Here’s another thing that seems to be conceivable: that there exist facts or theories so complicated and so alien to normal human thought patterns that although they’re true, no human brain could comprehend them. And maybe the explanation for consciousness is one such theory. After all, we’re not so different from dumb apes, and our continued survival as a species in no way hinges on our understanding of how it is that we are conscious, so there’s no reason to suggest that we must have evolved brains capable of understanding themselves completely.

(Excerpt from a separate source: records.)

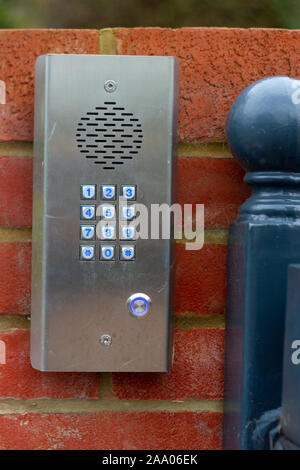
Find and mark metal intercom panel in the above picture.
[31,54,178,372]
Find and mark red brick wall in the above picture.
[0,28,300,449]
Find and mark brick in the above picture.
[175,243,227,315]
[0,157,250,227]
[0,242,226,315]
[0,411,222,450]
[114,28,300,142]
[113,328,224,400]
[0,29,99,141]
[177,157,250,227]
[0,242,31,314]
[0,329,98,399]
[0,156,32,228]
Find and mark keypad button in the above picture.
[120,245,135,261]
[101,184,116,201]
[122,204,135,220]
[80,225,95,240]
[100,245,116,261]
[80,206,96,220]
[120,225,135,240]
[121,184,136,201]
[100,204,116,220]
[100,225,116,240]
[80,184,96,199]
[80,245,95,261]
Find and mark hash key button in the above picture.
[120,245,135,261]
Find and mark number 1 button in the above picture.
[80,184,96,199]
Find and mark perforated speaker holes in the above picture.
[76,101,143,170]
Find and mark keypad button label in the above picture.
[101,225,116,240]
[121,184,136,201]
[80,245,95,261]
[100,204,116,220]
[101,184,116,201]
[80,225,95,240]
[120,245,135,261]
[122,205,135,220]
[80,184,96,199]
[80,206,96,220]
[120,225,135,240]
[100,245,115,261]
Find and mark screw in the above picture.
[100,335,112,348]
[104,80,117,93]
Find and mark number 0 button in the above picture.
[121,184,136,201]
[80,206,95,220]
[100,245,115,261]
[80,245,95,261]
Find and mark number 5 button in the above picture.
[80,206,95,220]
[121,184,136,201]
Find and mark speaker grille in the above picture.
[76,101,143,170]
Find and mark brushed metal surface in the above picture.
[31,54,178,372]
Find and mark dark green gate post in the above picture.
[224,77,300,449]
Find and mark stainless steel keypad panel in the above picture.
[31,54,178,372]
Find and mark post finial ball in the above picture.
[226,76,300,173]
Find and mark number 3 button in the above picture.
[101,184,116,201]
[121,184,136,201]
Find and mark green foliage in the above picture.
[0,0,300,28]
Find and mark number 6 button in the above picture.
[81,184,96,199]
[121,184,136,201]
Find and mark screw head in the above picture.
[104,80,117,93]
[100,335,112,348]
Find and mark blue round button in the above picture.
[130,297,149,317]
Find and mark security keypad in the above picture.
[79,184,137,262]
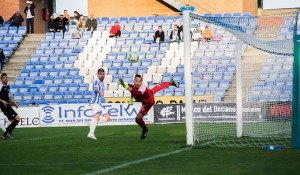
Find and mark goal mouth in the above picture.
[184,10,300,147]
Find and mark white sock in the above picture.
[99,117,107,123]
[0,122,5,132]
[88,118,98,137]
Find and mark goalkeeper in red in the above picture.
[119,74,179,140]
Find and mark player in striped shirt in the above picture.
[88,68,110,140]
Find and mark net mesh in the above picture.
[190,11,298,147]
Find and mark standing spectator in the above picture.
[70,11,80,25]
[0,48,5,65]
[153,26,165,43]
[180,4,195,12]
[192,26,202,41]
[0,16,4,27]
[86,13,97,31]
[202,26,213,42]
[109,22,121,38]
[48,15,56,33]
[77,15,86,34]
[8,10,24,28]
[24,1,35,33]
[64,10,71,30]
[55,15,68,33]
[64,10,70,23]
[170,25,182,42]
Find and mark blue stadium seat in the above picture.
[69,99,78,104]
[23,92,33,100]
[46,32,54,40]
[74,75,83,84]
[49,100,58,105]
[69,83,78,92]
[74,91,83,98]
[139,16,147,23]
[39,84,48,92]
[83,91,93,99]
[18,26,27,35]
[54,91,64,99]
[59,100,68,104]
[24,77,34,85]
[65,91,74,99]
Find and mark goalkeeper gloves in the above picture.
[127,97,133,110]
[119,78,129,90]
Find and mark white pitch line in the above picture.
[0,162,119,166]
[0,137,55,143]
[83,147,192,175]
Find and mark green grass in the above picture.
[0,124,300,175]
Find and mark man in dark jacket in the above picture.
[24,1,35,33]
[8,10,24,28]
[48,15,56,33]
[0,16,4,27]
[55,15,68,33]
[85,14,97,31]
[170,25,182,42]
[153,26,165,43]
[0,48,5,65]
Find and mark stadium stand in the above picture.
[7,13,255,105]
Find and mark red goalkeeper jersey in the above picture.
[129,82,154,106]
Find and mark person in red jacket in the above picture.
[109,22,121,37]
[119,74,179,140]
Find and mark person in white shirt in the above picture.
[88,68,110,140]
[24,1,35,33]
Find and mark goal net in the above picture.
[189,11,300,147]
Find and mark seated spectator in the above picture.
[0,48,5,65]
[70,11,80,25]
[8,10,24,28]
[192,26,202,41]
[180,4,195,12]
[202,26,213,42]
[0,16,4,27]
[77,15,86,33]
[55,15,68,33]
[170,25,182,42]
[109,22,121,38]
[86,13,97,31]
[153,26,165,43]
[48,15,56,33]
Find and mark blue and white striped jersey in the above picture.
[91,80,104,104]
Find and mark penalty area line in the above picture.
[83,147,192,175]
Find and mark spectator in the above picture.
[55,15,68,33]
[48,15,56,33]
[192,26,202,41]
[0,48,5,65]
[153,26,165,43]
[170,25,182,42]
[24,1,35,33]
[8,10,24,28]
[64,10,70,23]
[86,13,97,31]
[202,26,213,42]
[70,11,80,25]
[77,15,86,34]
[0,16,4,27]
[180,4,195,12]
[109,22,121,38]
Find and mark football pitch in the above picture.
[0,124,300,175]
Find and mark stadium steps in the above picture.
[1,34,46,84]
[222,46,268,103]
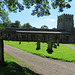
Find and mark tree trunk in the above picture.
[0,39,4,64]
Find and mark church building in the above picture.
[0,14,75,43]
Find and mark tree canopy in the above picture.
[0,0,72,28]
[22,23,32,28]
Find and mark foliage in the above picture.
[10,20,21,28]
[0,54,39,75]
[22,23,32,28]
[4,41,75,62]
[69,43,75,46]
[0,0,72,27]
[0,0,72,17]
[41,25,48,29]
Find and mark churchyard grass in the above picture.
[4,41,75,62]
[0,54,38,75]
[69,44,75,46]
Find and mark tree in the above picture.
[41,25,48,29]
[22,23,32,28]
[0,0,72,22]
[52,27,57,29]
[15,20,21,28]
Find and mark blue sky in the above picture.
[9,0,75,29]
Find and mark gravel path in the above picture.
[64,44,75,50]
[4,45,75,75]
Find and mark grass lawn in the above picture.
[0,54,38,75]
[69,44,75,46]
[4,41,75,62]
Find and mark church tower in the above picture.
[57,14,74,32]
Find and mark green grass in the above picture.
[0,54,39,75]
[69,44,75,46]
[4,41,75,62]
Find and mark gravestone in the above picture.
[36,39,40,50]
[0,39,4,64]
[47,38,53,53]
[53,41,57,48]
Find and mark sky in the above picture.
[9,0,75,29]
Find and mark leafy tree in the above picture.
[22,23,32,28]
[0,0,72,16]
[41,25,48,29]
[15,20,21,28]
[0,0,72,28]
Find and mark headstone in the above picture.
[36,39,40,50]
[19,41,21,45]
[47,38,53,53]
[0,39,4,64]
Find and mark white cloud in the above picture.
[43,18,55,22]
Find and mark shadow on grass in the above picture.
[46,56,75,62]
[0,62,41,75]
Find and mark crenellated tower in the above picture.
[57,14,74,32]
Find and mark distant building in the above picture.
[0,14,75,43]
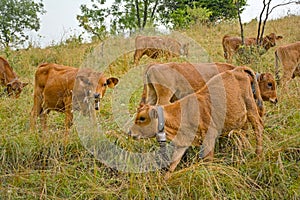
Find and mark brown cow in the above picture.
[222,33,283,63]
[129,67,263,177]
[31,63,118,132]
[275,42,300,85]
[134,36,188,65]
[140,62,277,110]
[0,57,28,98]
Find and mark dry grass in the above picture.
[0,17,300,199]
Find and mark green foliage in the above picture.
[0,16,300,200]
[0,0,45,48]
[170,4,213,29]
[77,0,158,37]
[159,0,246,28]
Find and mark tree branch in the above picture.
[268,1,300,14]
[135,0,142,29]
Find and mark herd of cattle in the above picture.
[0,33,300,177]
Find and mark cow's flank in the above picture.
[0,57,28,98]
[275,42,300,85]
[129,67,263,176]
[134,36,188,65]
[140,62,277,109]
[31,63,118,132]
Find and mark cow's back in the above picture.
[35,63,78,110]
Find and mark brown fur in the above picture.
[134,36,188,65]
[140,63,277,109]
[275,42,300,85]
[222,33,283,63]
[129,67,263,177]
[31,63,118,131]
[0,57,28,98]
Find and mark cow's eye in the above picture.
[139,117,146,122]
[268,83,273,88]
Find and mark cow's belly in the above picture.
[43,89,72,112]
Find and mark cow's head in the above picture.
[257,73,278,104]
[263,33,283,50]
[128,104,158,139]
[180,43,189,56]
[6,79,28,98]
[73,69,119,114]
[93,75,119,110]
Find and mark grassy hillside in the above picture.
[0,16,300,199]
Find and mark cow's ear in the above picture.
[76,76,92,86]
[149,108,158,119]
[21,83,28,88]
[257,73,265,82]
[106,77,119,88]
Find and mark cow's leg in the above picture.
[134,49,143,65]
[65,97,73,133]
[280,62,297,88]
[40,109,50,132]
[246,99,264,157]
[165,147,188,179]
[30,91,43,130]
[200,127,218,161]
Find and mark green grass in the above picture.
[0,16,300,199]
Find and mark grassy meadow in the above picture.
[0,16,300,200]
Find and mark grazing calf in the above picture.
[31,63,118,132]
[134,36,188,65]
[140,63,277,113]
[275,42,300,85]
[0,57,28,98]
[129,67,263,177]
[222,33,283,63]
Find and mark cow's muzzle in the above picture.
[94,93,100,110]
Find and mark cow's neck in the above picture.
[4,65,18,84]
[163,88,211,143]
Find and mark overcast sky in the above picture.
[31,0,300,47]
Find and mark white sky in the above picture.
[31,0,300,47]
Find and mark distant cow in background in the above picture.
[0,57,28,98]
[222,33,283,63]
[275,42,300,85]
[134,36,188,65]
[30,63,118,132]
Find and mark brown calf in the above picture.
[129,67,263,177]
[140,62,277,109]
[0,57,28,98]
[31,63,118,131]
[222,33,283,63]
[275,42,300,85]
[134,36,188,65]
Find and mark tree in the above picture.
[159,0,246,27]
[77,0,160,39]
[0,0,45,48]
[256,0,300,46]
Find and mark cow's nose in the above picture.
[94,93,100,99]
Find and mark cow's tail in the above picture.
[236,66,265,116]
[275,50,280,85]
[222,35,229,60]
[139,64,152,107]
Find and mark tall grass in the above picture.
[0,16,300,199]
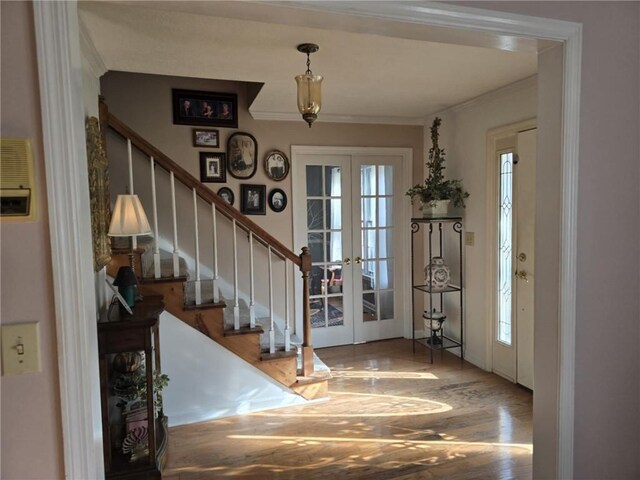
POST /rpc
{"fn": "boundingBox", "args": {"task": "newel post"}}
[300,247,313,377]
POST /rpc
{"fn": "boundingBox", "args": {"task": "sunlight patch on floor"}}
[251,392,452,418]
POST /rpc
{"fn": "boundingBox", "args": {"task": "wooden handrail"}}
[103,107,302,267]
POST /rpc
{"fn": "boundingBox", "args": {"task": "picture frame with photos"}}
[193,128,220,148]
[216,187,236,206]
[227,132,258,180]
[200,152,227,183]
[264,150,289,182]
[171,88,238,128]
[269,188,287,213]
[240,183,267,215]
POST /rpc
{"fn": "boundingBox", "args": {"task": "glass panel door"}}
[352,156,402,341]
[304,157,353,347]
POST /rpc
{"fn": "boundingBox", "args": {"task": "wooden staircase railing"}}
[99,97,313,376]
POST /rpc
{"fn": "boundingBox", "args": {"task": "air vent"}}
[0,138,35,221]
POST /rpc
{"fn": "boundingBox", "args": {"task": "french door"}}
[292,149,408,347]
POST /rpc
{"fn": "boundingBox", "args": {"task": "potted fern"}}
[406,117,469,217]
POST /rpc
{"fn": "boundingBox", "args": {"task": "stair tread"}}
[140,276,189,283]
[293,371,332,386]
[224,326,264,337]
[260,347,298,361]
[184,302,227,310]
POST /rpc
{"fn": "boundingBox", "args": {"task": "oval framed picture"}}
[227,132,258,180]
[217,187,235,205]
[269,188,287,213]
[264,150,289,182]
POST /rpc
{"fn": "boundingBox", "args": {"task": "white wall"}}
[425,77,538,368]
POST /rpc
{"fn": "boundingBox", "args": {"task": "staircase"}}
[100,98,330,399]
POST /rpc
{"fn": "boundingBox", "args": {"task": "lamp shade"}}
[108,195,151,237]
[296,73,323,126]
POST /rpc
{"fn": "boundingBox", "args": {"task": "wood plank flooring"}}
[163,339,532,480]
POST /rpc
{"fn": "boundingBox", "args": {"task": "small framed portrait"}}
[240,184,267,215]
[227,132,258,180]
[269,188,287,213]
[193,128,220,148]
[217,187,236,205]
[264,150,289,182]
[171,89,238,128]
[200,152,227,183]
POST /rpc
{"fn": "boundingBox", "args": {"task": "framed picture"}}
[193,128,220,148]
[200,152,227,183]
[264,150,289,182]
[240,184,267,215]
[227,132,258,180]
[269,188,287,213]
[218,187,236,205]
[171,89,238,128]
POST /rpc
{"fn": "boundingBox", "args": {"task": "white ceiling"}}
[80,2,540,124]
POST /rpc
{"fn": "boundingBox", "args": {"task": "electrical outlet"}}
[464,232,476,247]
[2,322,40,375]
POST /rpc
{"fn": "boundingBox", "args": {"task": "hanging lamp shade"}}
[295,43,323,128]
[296,73,322,127]
[108,195,151,237]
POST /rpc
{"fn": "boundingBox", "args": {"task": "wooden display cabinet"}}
[98,295,167,479]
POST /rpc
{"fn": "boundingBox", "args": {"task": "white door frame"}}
[485,118,538,372]
[290,145,413,344]
[33,2,582,478]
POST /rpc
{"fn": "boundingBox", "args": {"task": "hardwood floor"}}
[163,339,532,480]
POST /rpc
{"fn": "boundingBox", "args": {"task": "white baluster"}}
[249,232,256,328]
[284,259,291,352]
[127,138,138,250]
[193,188,202,305]
[169,172,180,277]
[211,203,220,303]
[233,218,240,330]
[149,157,160,278]
[268,245,276,353]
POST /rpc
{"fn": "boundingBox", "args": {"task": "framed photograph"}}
[227,132,258,180]
[104,278,133,315]
[240,184,267,215]
[200,152,227,183]
[269,188,287,213]
[171,89,238,128]
[264,150,289,182]
[218,187,236,205]
[193,128,220,148]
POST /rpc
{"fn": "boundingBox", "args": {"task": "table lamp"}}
[107,195,151,306]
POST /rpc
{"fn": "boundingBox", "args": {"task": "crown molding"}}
[78,15,108,78]
[249,110,424,125]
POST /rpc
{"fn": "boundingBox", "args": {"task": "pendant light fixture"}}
[296,43,322,128]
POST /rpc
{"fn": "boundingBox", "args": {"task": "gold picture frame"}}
[86,117,111,272]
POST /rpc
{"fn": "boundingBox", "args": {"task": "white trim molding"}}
[33,2,104,479]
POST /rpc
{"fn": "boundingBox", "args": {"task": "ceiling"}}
[79,2,540,124]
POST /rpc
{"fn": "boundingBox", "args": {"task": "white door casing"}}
[34,2,582,478]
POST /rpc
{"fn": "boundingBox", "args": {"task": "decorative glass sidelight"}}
[498,152,513,345]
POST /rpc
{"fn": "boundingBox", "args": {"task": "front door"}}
[292,149,403,347]
[493,129,536,390]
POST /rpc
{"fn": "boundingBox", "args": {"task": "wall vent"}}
[0,138,36,221]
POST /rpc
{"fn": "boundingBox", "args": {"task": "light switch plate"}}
[464,232,476,247]
[2,322,40,375]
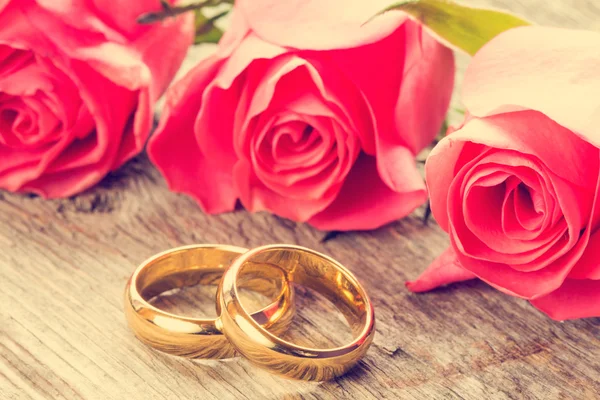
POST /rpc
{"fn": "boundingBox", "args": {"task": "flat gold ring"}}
[125,245,294,358]
[217,245,375,381]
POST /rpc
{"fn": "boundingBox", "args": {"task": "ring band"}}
[218,245,375,381]
[125,245,295,358]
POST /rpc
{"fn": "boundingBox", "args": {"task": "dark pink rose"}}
[408,27,600,320]
[148,0,454,230]
[0,0,193,197]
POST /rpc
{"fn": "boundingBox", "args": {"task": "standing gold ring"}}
[217,245,375,381]
[125,245,295,358]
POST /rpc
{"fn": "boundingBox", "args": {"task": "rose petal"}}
[233,160,339,222]
[450,153,600,300]
[406,247,477,293]
[531,279,600,321]
[308,149,427,230]
[463,26,600,148]
[237,0,407,50]
[394,21,454,155]
[148,55,237,213]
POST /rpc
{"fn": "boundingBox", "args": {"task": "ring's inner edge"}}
[237,249,367,338]
[136,248,284,301]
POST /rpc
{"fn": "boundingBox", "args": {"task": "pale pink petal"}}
[237,0,407,50]
[463,26,600,148]
[531,279,600,321]
[406,247,477,292]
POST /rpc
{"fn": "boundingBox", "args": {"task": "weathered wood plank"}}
[0,0,600,399]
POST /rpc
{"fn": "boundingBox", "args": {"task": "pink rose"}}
[148,0,454,230]
[0,0,193,197]
[408,27,600,320]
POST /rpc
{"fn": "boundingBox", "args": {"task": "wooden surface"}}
[0,0,600,400]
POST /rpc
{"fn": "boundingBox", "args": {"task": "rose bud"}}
[408,27,600,320]
[0,0,193,197]
[148,0,454,230]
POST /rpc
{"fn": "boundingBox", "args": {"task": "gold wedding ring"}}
[125,245,294,358]
[218,245,375,381]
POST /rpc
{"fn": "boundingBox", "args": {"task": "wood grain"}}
[0,0,600,400]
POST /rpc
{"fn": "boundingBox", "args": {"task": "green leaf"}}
[377,0,531,55]
[194,10,229,44]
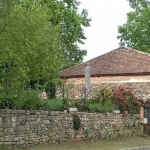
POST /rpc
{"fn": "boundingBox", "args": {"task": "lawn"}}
[0,137,150,150]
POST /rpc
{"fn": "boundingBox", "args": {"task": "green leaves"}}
[0,0,63,100]
[118,0,150,52]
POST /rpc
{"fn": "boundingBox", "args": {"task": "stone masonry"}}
[0,109,139,146]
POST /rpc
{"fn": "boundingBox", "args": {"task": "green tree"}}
[42,0,91,69]
[0,0,63,99]
[118,0,150,52]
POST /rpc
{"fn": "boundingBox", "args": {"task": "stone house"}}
[61,47,150,98]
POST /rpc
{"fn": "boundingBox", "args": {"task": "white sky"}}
[80,0,131,61]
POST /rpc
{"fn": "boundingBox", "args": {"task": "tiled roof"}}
[61,47,150,78]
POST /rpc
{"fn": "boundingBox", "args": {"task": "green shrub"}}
[41,99,64,111]
[14,90,42,110]
[94,88,115,111]
[72,114,81,130]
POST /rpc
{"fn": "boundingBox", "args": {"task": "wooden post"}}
[85,63,91,98]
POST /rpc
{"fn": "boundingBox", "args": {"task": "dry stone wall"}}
[0,110,139,146]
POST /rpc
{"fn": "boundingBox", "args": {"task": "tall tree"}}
[42,0,91,68]
[118,0,150,52]
[0,0,63,99]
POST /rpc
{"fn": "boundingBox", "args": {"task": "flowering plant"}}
[112,88,142,115]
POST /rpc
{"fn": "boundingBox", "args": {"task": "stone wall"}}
[0,110,139,146]
[57,82,150,99]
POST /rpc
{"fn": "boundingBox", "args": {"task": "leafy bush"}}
[94,88,115,111]
[72,114,81,130]
[112,88,142,114]
[14,90,42,110]
[41,99,64,111]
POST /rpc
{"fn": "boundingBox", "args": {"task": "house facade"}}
[61,47,150,98]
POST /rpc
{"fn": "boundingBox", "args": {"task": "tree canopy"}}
[118,0,150,52]
[0,0,90,102]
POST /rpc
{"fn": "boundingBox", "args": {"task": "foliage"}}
[0,0,90,105]
[41,99,64,111]
[118,0,150,52]
[72,113,81,130]
[45,82,56,99]
[75,98,91,112]
[0,0,63,100]
[94,88,114,110]
[46,0,91,68]
[113,88,142,114]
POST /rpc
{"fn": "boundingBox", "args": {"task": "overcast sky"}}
[80,0,131,61]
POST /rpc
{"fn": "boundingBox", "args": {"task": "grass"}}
[0,137,150,150]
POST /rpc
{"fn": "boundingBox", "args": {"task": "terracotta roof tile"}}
[61,47,150,78]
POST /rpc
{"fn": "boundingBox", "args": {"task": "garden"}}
[0,137,150,150]
[0,87,142,115]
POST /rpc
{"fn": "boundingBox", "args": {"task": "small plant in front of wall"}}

This might not seem like such a problem to me if I were willing to reject the idea that all that exists is physical, or supervenes or emerges from the physical and is ultimately reducible to it. That all true scientific theories that don’t reduce to physics are only different ways to look at problems that could in principle be reduced to physics. If only I’d adopt some kind of Cartesian dualism. But this is doubly unsatisfactory. For one thing, there is no evidence that anything nonphysical is going on in the brain, and we would expect that it would be detectable if a nonphysical consciousness or soul causally influenced the brain. For another, this explains nothing and seems ultimately no more satisfying as an explanation than the brute fact sort of physicalism. If there is a mysterious, nonphysical mind-substance that provides consciousness, we’re left trying to explain how that works. And if it’s a brute fact that it works, that seems no less mysterious than the brute fact that certain functional brain states give rise to certain subjective states.

There’s no evidence that the universe is anything more than matter and energy. I’m open to the idea that physics could detect something that doesn’t fall under those broad categories, but it seems to me that whatever future physics finds, it won’t be fundamentally different from matter and energy in any way that bears on the question of consciousness. We’re left with trying to understand how certain configurations of physical fields, energies and substances—whatever their final makeup turns out to be—can give rise to consciousness.

It doesn’t matter whether or not you believe in a god or gods. Even if you think that a personal god created the universe with the express intent of creating conscious humans, you can still wonder exactly what mechanism God chose for creating consciousness. There’s nothing inherent in theism that calls for dualism. You can be a religious monist, and the same questions will still haunt you.